Piscitelli ainda chama a atenção para as exceções do decreto em que os concursos poderão ser autorizados sem o crivo do Ministério da Economia, que são as carreiras de advogado da União, de procurador da Fazenda Nacional, procurador Federal, diplomata, policial federal e docentes de institutos federais de ensino. “Essas exceções são, na maioria, para grupos mais influentes, mais poderosos junto à Administração. Não se toca na questão dos militares, apesar deles comporem um terço dos servidores públicos, todas as restrições foram concentradas no serviço público civil.”
Terceirização
O professor ainda acredita que o decreto dá abertura para terceirização, graças ao inciso XIV, do artigo 6º, que diz que os pedidos de concursos deverão demonstrar que os serviços que justificam a realização do mesmo não podem ser prestados por meio da execução indireta. “Antes se contratava de forma indireta para se fazer aquilo que a Administração Pública não poderia fazer (devido a diversos motivos), agora isso se inverte, só vai haver concurso se o órgão não puder contratar por empresas de prestação de serviços. Isso equivale a dizer praticamente que não vai ter mais concurso público, parece que a intenção é essa mesmo. E pode dar liberdade para beneficiamento de empresas, que deverão ser mais caras e ter menos comprometimento com o trabalho, pois não tem vínculo com a Administração.”O outro lado
Já para Vandré Amorim, coordenador e professor de direito administrativo do Gran Cursos Online, o decreto pode ser visto com outros olhos. “Os concurseiros precisam ter em mente que não são atingidos por esse decreto os órgãos e entidades dos Estados, do Distrito Federal e dos municípios, tampouco os órgãos do Poder Judiciário e do Legislativo. Além disso, muitas das medidas do decreto servirão para racionalizar a abertura de novos concursos, jamais a sua extinção, que é garantida na Constituição Federal, como a avaliação de quantos cargos foram cedidos e a evolução do quadro de pessoal dos órgãos, apresentando números sobre aposentadorias, ingressos e desligamentos.
Outro ponto que merece destaque para Amorim diz respeito à limitação das nomeações de candidatos aprovados em cadastro de reserva, que não poderá ultrapassar vinte e cinco por cento do quantitativo original de vagas. No Decreto anterior (Dec. 6.944/09), o percentual era de 50%. “Assim, um concurso aberto com 100 vagas só poderá nomear 125 candidatos. Isso vai fazer com que, naturalmente, os concursos para um mesmo órgão passem a ocorrer com mais frequência, pois as listas de aprovados não poderão ser muito extensas”.
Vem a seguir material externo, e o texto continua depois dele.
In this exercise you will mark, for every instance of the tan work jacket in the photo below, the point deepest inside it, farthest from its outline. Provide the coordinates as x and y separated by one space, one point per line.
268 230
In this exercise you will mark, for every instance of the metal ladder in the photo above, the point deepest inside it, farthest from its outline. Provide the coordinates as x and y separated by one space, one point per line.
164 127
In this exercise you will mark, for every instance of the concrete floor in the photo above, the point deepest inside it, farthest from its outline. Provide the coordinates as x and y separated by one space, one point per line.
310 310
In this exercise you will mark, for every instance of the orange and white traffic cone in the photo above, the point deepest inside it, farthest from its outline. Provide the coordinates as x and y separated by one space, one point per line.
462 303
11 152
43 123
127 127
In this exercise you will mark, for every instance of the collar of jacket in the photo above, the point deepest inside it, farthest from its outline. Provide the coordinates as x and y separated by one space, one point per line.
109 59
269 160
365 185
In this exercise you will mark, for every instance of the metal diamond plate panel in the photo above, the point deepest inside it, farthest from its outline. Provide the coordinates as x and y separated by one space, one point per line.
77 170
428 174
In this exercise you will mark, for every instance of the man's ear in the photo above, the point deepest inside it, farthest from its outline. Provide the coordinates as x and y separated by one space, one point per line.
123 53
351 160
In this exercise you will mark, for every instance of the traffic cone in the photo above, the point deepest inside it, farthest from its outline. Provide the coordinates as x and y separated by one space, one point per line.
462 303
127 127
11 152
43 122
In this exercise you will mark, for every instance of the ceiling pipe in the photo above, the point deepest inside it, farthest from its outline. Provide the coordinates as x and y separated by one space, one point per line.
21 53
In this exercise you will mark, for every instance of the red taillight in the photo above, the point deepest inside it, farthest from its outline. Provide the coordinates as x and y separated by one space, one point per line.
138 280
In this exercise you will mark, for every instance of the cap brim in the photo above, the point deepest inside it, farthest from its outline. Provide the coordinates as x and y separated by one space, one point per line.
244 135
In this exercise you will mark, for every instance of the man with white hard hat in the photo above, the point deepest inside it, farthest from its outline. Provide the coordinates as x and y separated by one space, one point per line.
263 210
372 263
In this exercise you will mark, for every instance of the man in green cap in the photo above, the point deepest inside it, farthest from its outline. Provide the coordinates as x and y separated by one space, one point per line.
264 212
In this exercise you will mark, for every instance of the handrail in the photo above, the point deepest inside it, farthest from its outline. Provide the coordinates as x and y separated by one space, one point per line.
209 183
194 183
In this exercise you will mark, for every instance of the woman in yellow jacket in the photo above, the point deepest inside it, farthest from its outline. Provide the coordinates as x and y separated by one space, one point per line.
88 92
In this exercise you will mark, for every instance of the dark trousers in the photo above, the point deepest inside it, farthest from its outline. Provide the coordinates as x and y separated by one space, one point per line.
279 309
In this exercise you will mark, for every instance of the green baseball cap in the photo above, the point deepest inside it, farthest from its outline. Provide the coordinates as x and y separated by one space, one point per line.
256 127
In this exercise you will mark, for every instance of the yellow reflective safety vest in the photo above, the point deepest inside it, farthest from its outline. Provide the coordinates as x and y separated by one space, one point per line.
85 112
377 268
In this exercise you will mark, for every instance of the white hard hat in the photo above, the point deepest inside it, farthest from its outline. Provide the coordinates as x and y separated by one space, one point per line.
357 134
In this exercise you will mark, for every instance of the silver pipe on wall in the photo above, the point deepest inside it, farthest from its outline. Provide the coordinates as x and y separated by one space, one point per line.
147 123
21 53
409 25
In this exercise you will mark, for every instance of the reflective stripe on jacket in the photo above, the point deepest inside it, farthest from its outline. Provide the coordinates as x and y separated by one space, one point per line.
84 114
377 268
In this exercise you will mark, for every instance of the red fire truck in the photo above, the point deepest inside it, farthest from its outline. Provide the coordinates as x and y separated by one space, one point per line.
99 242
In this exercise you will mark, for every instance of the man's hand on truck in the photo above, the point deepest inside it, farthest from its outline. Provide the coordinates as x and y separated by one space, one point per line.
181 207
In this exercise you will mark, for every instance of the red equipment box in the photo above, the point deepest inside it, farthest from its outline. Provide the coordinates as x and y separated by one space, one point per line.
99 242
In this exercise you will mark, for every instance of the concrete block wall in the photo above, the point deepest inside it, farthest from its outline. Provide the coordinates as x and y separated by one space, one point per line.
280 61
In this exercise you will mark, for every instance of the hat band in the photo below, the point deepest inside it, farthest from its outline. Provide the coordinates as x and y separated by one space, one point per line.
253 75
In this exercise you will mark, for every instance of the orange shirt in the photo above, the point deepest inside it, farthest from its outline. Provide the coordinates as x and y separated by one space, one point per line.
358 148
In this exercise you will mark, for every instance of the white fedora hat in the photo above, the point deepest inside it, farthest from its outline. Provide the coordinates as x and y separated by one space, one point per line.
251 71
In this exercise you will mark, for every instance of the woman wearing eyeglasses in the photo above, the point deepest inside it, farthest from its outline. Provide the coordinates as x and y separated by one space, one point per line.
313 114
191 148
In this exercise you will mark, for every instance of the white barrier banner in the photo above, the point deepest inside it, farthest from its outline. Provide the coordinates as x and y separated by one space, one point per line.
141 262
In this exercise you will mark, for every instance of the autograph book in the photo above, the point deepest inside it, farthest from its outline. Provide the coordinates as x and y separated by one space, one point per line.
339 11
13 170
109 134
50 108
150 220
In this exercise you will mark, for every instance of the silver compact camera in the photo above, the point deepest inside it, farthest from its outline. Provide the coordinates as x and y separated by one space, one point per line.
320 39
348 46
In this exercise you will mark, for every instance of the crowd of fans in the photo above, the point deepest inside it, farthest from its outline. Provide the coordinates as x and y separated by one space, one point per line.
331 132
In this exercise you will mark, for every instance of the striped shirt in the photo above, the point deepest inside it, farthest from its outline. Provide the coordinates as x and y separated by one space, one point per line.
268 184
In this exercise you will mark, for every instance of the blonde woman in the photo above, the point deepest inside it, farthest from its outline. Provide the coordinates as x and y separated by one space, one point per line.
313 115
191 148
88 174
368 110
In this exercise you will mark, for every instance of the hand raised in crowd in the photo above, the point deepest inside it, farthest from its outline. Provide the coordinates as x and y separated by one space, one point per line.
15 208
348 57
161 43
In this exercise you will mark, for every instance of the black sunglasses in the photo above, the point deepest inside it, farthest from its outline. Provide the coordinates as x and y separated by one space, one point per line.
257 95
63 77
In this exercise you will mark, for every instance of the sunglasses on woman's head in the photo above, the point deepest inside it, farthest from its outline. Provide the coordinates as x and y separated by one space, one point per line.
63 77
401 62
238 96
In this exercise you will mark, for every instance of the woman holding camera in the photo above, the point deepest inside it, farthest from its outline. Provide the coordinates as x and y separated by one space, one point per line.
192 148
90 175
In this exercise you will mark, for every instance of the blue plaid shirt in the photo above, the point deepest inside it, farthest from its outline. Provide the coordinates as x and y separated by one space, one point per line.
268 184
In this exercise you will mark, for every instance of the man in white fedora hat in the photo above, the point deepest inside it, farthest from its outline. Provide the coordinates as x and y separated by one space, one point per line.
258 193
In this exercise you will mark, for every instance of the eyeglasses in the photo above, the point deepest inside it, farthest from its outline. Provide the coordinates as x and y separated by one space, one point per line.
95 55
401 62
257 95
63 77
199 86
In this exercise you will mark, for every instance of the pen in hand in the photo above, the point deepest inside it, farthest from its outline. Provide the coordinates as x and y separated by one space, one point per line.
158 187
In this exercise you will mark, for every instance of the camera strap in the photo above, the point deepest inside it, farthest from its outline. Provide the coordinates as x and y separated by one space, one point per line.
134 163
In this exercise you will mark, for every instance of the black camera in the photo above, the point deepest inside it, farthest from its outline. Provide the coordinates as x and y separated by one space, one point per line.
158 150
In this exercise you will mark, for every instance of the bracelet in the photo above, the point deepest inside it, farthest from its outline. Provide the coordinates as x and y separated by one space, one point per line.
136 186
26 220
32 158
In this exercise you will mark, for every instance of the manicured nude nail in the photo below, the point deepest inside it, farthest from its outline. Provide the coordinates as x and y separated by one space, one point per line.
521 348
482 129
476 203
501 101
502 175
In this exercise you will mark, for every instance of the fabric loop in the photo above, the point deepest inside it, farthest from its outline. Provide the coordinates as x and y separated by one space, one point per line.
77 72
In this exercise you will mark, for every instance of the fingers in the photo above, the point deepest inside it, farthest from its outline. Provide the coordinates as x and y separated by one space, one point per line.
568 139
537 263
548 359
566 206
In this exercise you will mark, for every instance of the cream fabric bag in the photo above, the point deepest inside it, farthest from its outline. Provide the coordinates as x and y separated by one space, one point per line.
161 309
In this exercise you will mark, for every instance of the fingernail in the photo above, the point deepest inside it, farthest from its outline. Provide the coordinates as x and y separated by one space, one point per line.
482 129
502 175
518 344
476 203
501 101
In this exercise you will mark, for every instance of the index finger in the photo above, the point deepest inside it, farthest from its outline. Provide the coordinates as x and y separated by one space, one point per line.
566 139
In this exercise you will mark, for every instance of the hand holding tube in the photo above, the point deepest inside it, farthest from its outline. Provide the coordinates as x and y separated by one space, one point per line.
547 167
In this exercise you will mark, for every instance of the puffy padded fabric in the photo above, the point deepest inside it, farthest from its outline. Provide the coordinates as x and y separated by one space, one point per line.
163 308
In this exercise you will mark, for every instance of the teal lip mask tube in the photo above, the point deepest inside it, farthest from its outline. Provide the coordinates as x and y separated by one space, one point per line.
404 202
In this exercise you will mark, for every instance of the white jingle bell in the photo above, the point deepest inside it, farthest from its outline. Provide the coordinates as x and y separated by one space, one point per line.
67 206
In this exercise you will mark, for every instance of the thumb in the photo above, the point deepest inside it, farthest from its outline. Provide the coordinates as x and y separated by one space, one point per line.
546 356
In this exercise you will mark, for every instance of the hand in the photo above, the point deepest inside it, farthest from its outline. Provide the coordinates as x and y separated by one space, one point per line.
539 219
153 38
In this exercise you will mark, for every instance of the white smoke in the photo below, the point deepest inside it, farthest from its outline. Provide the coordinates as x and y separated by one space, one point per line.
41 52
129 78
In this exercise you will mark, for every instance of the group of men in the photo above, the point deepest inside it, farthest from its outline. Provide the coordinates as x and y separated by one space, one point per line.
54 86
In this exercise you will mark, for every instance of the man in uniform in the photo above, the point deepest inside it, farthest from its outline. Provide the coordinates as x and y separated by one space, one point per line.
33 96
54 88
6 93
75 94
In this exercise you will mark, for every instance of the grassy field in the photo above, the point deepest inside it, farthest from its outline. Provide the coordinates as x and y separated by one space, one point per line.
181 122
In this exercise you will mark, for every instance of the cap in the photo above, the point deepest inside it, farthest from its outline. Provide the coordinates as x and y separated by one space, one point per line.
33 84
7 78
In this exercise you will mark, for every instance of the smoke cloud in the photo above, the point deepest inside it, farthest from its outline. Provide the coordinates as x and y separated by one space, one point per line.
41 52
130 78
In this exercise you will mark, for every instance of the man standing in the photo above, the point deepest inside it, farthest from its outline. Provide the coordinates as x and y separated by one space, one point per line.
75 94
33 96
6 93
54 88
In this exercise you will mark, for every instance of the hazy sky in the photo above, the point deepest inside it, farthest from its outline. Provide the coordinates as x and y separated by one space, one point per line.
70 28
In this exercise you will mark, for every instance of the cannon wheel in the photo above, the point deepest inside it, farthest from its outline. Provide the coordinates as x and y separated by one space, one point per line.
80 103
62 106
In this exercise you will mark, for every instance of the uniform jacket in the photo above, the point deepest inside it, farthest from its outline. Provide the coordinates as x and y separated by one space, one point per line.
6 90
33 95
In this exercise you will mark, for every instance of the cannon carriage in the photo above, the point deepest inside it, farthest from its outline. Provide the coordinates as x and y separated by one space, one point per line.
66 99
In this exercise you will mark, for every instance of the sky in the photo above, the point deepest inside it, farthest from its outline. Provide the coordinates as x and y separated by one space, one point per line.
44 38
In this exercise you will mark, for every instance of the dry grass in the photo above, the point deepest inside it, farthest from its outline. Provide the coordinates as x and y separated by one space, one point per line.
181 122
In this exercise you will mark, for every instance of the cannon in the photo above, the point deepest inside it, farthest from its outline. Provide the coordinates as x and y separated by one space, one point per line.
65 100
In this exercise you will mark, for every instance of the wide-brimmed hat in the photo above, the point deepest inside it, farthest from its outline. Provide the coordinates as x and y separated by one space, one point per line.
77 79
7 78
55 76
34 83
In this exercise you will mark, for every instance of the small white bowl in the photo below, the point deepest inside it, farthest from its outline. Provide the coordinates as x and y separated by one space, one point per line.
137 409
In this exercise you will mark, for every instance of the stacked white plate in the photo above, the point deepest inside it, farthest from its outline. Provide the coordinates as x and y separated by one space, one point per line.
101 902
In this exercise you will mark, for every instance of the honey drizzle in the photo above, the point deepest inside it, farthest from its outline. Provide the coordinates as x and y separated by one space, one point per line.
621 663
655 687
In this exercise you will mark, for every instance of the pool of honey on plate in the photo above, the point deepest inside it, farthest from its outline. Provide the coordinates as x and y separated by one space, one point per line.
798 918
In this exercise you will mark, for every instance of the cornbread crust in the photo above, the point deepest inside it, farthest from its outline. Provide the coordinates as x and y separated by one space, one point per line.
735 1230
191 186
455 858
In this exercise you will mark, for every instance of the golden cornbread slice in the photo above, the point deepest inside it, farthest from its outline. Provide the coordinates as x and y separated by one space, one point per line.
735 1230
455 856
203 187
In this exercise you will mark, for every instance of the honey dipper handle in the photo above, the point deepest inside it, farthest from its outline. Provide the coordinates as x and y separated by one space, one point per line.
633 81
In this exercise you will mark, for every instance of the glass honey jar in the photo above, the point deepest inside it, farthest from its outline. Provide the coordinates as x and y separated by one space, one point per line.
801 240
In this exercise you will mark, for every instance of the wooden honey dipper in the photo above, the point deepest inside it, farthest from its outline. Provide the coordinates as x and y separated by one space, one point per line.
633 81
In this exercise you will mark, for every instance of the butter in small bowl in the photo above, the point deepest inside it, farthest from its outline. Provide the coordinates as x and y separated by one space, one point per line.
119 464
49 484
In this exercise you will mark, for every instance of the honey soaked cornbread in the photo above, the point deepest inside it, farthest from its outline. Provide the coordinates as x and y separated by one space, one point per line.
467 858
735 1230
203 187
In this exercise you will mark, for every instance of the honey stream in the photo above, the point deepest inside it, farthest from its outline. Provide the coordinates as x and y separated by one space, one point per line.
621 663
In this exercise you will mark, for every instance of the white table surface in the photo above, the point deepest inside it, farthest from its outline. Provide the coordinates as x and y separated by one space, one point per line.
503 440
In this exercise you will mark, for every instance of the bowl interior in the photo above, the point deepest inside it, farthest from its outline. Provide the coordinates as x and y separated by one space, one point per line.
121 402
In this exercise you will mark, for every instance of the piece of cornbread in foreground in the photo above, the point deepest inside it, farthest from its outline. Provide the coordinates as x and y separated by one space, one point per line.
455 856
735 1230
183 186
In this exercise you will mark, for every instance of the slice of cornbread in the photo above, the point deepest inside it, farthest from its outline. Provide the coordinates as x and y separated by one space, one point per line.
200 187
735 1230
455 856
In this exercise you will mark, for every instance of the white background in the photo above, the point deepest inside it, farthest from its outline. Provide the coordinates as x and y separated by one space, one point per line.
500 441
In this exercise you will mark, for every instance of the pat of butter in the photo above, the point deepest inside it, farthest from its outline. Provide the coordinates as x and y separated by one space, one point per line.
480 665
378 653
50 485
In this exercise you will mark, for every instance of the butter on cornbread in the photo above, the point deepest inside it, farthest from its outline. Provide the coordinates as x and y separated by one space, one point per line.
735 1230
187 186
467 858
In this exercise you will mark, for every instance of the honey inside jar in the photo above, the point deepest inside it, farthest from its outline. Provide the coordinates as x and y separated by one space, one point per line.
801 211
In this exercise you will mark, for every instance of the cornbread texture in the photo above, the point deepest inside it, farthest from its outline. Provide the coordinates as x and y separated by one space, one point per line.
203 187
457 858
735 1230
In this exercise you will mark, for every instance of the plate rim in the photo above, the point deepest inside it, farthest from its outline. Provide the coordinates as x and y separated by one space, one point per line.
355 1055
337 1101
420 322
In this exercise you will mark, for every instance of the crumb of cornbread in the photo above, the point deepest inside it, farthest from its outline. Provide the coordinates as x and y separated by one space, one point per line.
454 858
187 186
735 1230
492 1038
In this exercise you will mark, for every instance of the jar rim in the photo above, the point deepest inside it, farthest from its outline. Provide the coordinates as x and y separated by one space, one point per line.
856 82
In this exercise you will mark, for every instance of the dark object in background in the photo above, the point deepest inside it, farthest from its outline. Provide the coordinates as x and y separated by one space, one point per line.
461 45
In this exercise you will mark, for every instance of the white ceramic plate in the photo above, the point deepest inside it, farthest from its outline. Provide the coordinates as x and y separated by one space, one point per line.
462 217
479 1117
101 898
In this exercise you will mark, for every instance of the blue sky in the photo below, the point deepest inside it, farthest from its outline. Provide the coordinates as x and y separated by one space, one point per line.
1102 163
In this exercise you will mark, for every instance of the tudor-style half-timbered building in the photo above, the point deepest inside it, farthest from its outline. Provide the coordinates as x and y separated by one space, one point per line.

Mais um aspecto positivo grifado pelo professor é que agora o edital deverá respeitar uma antecedência mínima de quatro meses entre a sua publicação e realização da primeira prova, o que dá bem mais tempo de preparo direcionado para os estudantes. “Podemos dizer, então, que dentre as novidades trazidas por esse decreto, o que se percebe não é, nem de longe, o fim dos concursos, mas a racionalização dos gastos públicos. Minha recomendação a todos que estão se preparando para algum concurso do Executivo Federal é intensificar cada vez mais os estudos, pois teremos muitos concursos, mas com um número um pouco menor de nomeações em cada um deles.”
Já a professora de Economia do Gran Cursos Online Amanda Aires gostou da mudança. “Deixou mais claro os procedimentos. O decreto estabelece regras mais objetivas de como o órgão deve fazer a sua solicitação. Se um órgão, por exemplo estiver cedendo muitos servidores, não fará sentido pedir novo provimento de cargos. Fica mais racional a forma de autorização. Essa regra então vai trazer mais tráfego para que os órgãos possam fazer a sua solicitação inclusive esse ano, já que, pelo decreto, o prazo de solicitação de vagas vai até o último dia de maio. Então, ao contrário do que se pensava, ao invés de haver uma diminuição, deverá ter um aumento das solicitações de concursos.”